I often feel the exact same way and I’ve been doing embedded hardware and power electronics layout for a couple of decades now!
Anything by Rick Hartley is good. Eric Bogatin is good. Henry Ott, Ralph Morrison. High Speed Digital Design: A Handbook of Black Magic by Howard Johnson is amazing. I haven’t been through it recently and it’s a bit old now though physics hasn’t changed so it’s likely still mostly relevant. Anything by Keith Armstrong (emcstandards.co.uk, Cherry Clough Consulting) is amazing, I was lucky enough to do his entire 1 week product design/EMC/EMI/testing course earlier this year.
One of the key things to remember with all these guys is that they’re approaching this from a commercial designer standpoint where often individual costs aren’t an issue, it’s overall optimization of costs to reach a specific goal, i.e. a robust, reliable, manufacturable and standards/EMI compliant product. Following all of their recommendations would of course be great, especially if you use this stuff in your career but fundamentally I disagree with a lot of their perspectives when it comes to DIY/amateur projects. A lot of this simply isn’t important when using free/cheap tools to get a single or handful of widgets working. It’s important when you need to go as quickly as possible from design to high volume manufacture without delays due to EMC testing failures and subsequent PCB revisions or when you’re trying to design defensively to prevent excessive in-field failures or warranty/loss of customer confidence related costs etc.

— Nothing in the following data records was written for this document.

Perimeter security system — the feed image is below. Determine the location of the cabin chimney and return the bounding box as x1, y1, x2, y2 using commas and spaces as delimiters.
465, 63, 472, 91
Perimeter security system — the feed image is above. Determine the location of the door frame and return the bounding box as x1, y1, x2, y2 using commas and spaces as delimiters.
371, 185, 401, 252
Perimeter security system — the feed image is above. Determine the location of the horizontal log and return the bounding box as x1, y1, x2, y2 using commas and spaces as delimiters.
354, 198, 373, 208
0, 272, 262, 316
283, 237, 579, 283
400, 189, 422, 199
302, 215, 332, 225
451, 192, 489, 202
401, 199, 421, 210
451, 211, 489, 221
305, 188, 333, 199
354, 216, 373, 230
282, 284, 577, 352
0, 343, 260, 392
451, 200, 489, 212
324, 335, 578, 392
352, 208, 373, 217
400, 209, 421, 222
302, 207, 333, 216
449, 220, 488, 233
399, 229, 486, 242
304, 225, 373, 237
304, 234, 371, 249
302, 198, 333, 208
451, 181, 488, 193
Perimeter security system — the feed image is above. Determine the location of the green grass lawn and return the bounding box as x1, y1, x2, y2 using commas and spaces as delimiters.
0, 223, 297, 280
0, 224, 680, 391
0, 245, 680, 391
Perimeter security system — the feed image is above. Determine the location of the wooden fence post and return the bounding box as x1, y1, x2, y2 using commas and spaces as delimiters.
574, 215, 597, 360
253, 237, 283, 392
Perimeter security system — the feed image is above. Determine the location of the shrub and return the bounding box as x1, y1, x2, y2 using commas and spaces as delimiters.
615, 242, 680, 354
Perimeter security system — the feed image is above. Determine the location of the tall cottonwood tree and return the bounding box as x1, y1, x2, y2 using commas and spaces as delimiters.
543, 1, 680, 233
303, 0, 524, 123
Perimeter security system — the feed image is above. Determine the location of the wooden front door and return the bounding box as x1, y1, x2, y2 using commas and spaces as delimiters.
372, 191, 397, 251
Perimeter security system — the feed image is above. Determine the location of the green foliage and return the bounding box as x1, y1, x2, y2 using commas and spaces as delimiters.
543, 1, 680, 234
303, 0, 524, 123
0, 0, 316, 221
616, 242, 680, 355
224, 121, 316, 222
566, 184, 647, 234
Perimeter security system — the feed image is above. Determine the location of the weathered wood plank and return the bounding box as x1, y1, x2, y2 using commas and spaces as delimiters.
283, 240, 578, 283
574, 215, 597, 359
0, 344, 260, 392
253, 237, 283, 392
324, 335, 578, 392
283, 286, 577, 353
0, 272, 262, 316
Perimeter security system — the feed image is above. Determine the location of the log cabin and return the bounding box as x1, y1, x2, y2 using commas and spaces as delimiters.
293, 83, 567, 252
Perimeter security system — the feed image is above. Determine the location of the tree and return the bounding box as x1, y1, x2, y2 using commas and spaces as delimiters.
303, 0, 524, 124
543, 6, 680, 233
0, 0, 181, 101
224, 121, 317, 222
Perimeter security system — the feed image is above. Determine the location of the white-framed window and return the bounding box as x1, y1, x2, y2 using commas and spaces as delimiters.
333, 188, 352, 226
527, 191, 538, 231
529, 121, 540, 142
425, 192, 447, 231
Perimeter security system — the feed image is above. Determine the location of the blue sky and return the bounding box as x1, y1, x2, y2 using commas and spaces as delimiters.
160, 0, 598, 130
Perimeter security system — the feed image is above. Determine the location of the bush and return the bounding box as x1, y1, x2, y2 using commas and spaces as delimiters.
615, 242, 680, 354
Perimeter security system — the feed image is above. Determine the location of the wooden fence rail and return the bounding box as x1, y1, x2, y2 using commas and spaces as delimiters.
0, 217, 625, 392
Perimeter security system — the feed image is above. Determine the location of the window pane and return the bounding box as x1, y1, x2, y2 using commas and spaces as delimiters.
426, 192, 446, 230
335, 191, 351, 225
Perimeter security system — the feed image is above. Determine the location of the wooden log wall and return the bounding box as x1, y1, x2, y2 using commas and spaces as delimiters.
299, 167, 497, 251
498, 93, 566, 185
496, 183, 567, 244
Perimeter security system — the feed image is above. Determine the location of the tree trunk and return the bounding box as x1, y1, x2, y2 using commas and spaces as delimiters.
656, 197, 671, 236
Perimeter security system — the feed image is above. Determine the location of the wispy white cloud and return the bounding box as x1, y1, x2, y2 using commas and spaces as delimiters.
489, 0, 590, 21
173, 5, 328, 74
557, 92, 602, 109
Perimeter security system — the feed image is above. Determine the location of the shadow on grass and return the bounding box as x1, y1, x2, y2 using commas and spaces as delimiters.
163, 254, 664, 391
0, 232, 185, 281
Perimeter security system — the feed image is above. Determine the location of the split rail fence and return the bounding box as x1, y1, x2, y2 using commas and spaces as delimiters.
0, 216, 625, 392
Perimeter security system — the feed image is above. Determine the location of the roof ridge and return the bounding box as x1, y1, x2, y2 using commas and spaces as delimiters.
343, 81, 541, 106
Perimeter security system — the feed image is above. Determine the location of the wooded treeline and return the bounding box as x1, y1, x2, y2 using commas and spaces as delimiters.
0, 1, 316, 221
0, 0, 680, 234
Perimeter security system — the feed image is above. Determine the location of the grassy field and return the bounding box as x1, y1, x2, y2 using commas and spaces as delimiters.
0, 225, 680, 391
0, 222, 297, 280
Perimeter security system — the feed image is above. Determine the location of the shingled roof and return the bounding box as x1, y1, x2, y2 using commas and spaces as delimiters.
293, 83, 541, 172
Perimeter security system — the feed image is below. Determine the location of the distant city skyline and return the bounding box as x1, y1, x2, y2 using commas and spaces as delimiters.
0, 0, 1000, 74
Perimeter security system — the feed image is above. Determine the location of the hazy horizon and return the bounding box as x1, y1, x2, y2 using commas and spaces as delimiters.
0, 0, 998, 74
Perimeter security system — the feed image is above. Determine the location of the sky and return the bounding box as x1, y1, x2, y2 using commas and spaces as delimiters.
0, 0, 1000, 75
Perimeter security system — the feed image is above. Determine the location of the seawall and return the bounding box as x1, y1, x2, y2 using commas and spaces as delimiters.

That’s where I think it’s useful to consider the 4-layer point that @azab2c is bringing up, which is a great one to think about. That takes a 100 mm x 100 mm PCB from $5 to $25 at PCBWay. Not really that much but if you assume you’re not likely to get it right the first time and might need to take another stab at it and then may want to revise it again in the future to add more capabilities as needed, that’s $15 to $75… Then it’s a case of what those 4 layers are actually getting you.
If you’re putting modules on the board, like it looks like you are, those modules themselves are already incredibly compromised from an EMC/inductance perspective so it’s kinda like trying to supercharge a golf cart. It’s fixing some issues, but even the best layout and PCB stackup in the world is going to be hampered by the fundamental fact that you’re at the mercy of the modules above. You don’t need to worry about the DC supply impedance because even if you put massively high performance DC capacitance on your board, it’s going to be wasted because of the inductance between that board and the devices on the module itself. The module is the only realistic way to address any of those issues. Same thing with overall signal integrity. It doesn’t matter how good it is on your board, the limiting factor is likely to be whats on the modules, the inductance of the pins going up to those modules and the insane amount of inductance added by the incredibly poor pin layout of most modules (think about where the nearest ground or power return path is for some of those signals, we’re trying to keep them closely coupled within < 1-2 mm and they’re in some cases 10s of cms away.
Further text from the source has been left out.